Craftsmen look away now, for I am about to butcher the definitions of your Art, but please know my intentions are good… if a little ignorant.
A mold predetermines the shape, size and substance of something. Before the process of actually creating what comes out of the mold, the decisions have been made; the outcome is known.
Sculpting on the other hand is not a science. The outcome is gradually revealed through the choices of the sculptor, using his instinct, experience and vision to craft something he has in mind (if he has a plan or a subject).
Humans are a mix of both. Initially we have to be molded by our parents, “Don’t do that. Use your knife and fork. Look both ways. Put your coat on.” But then gradually, the balance shifts in favour of sculpting, as we begin to try things. Maybe the football team dad enrolled you in isn’t for you anymore, you’re more of a comic book kind of guy… maybe you chose to go vegetarian… listen to Pantera… study French not German.
There is a queue of brands and institutions ready to take over the molding process from your parents. And unlike mummy and daddy, they don’t have your best interests at heart. The adolescent anxieties over ‘fitting in’ is the plumpest cash cow in the yard and marketers will milk it dry daily.
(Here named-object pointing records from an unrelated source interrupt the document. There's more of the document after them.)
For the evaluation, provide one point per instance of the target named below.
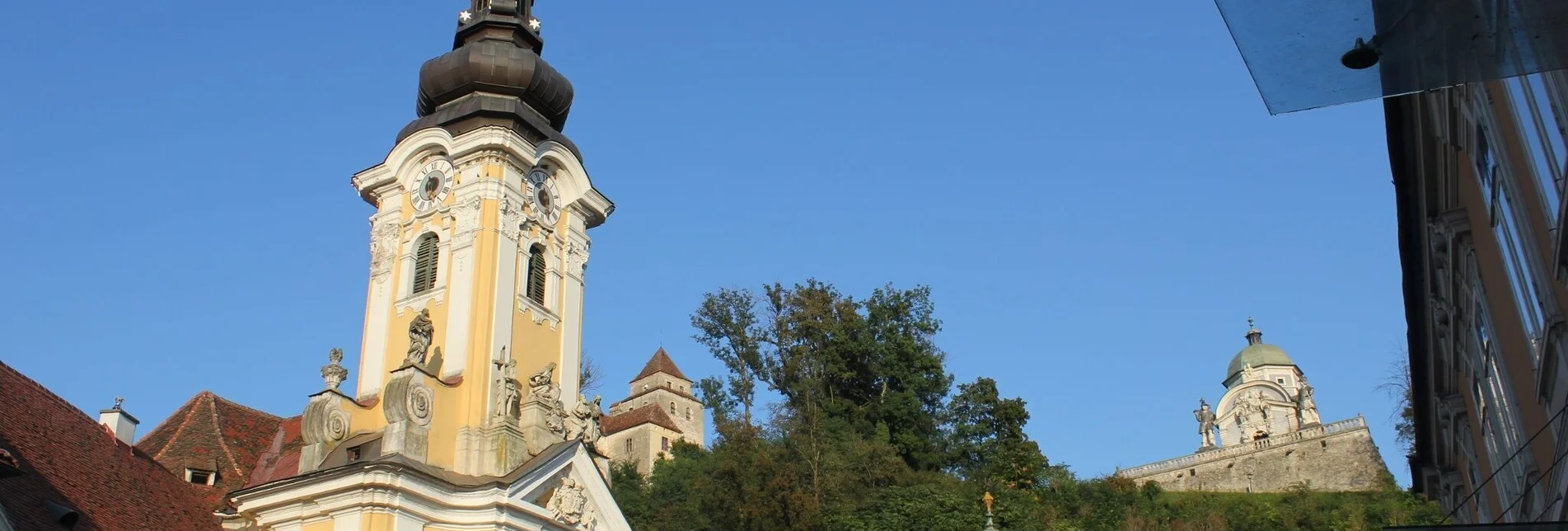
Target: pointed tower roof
(661, 364)
(213, 434)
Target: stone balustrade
(1245, 448)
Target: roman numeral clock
(433, 186)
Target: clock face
(541, 192)
(433, 184)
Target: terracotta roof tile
(642, 415)
(69, 459)
(661, 364)
(281, 458)
(213, 434)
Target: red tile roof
(213, 434)
(69, 459)
(642, 415)
(281, 458)
(661, 364)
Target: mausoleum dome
(1257, 354)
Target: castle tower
(659, 412)
(468, 381)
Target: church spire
(499, 19)
(494, 78)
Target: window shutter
(536, 275)
(425, 265)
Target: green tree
(985, 439)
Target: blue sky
(1093, 190)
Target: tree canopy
(868, 432)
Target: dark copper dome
(494, 78)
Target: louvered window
(425, 263)
(536, 274)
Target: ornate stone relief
(383, 247)
(512, 219)
(466, 219)
(1252, 415)
(578, 258)
(569, 505)
(406, 404)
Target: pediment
(569, 487)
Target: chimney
(119, 423)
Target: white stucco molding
(418, 496)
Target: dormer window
(201, 477)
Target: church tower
(1271, 435)
(466, 411)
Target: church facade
(1266, 435)
(468, 411)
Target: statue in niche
(587, 415)
(1305, 406)
(419, 336)
(1206, 421)
(507, 388)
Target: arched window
(536, 274)
(425, 263)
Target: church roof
(212, 434)
(651, 414)
(69, 459)
(661, 364)
(1257, 354)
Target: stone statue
(1205, 423)
(587, 415)
(419, 336)
(507, 390)
(568, 505)
(543, 388)
(335, 373)
(1305, 406)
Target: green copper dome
(1257, 354)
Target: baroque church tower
(1266, 435)
(466, 414)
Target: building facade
(1479, 181)
(659, 412)
(468, 409)
(1266, 435)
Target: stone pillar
(406, 404)
(323, 426)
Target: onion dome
(494, 76)
(1257, 354)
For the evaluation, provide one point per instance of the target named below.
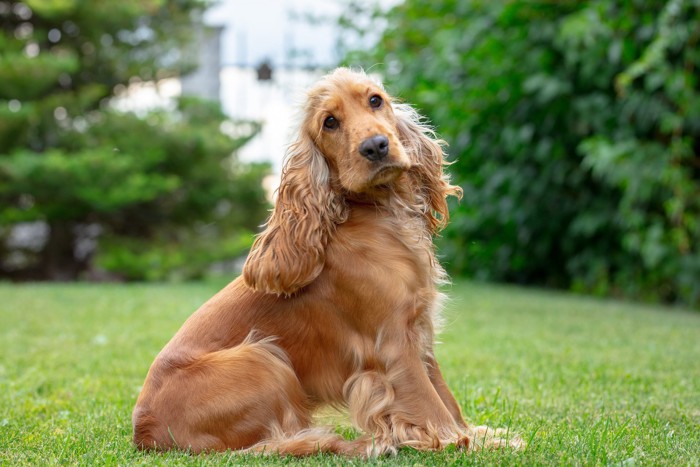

It’s therefor vital to your authenticity as an individual and the potency of your balls that you remain a sculptor. And in order to sculpt, you need a vision, even just a vague, abstract direction. Having something to aim for helps you make the decisions now, in sculpting terms, to make the right imprints here, and the slight shaving there.
To use a cliché, imagine an astronaut. They didn’t just get popped out from a mold and
rolled into a rocket. That person had to make decisions, years (maybe decades) in advance that would ultimately lead them to today.
If you think of yourself as a sculptor, then every decision, from what you eat, to what you do with your time this evening forms part of a bigger picture (sculpture?). No one is expecting you to have made your mind up about who you plan to become, and even if you have, it will likely change along the way. But if you don’t make the decisions, someone else will.
Bosses will happily take the malleable you and put you to work for them, girlfriends love a guy they can shape into the perfect boyfriend, and which father wouldn’t want, ‘a chip of the old block’.
Men don’t let outside forces determine who they become. They maintain the fight to control their size, shape and substance.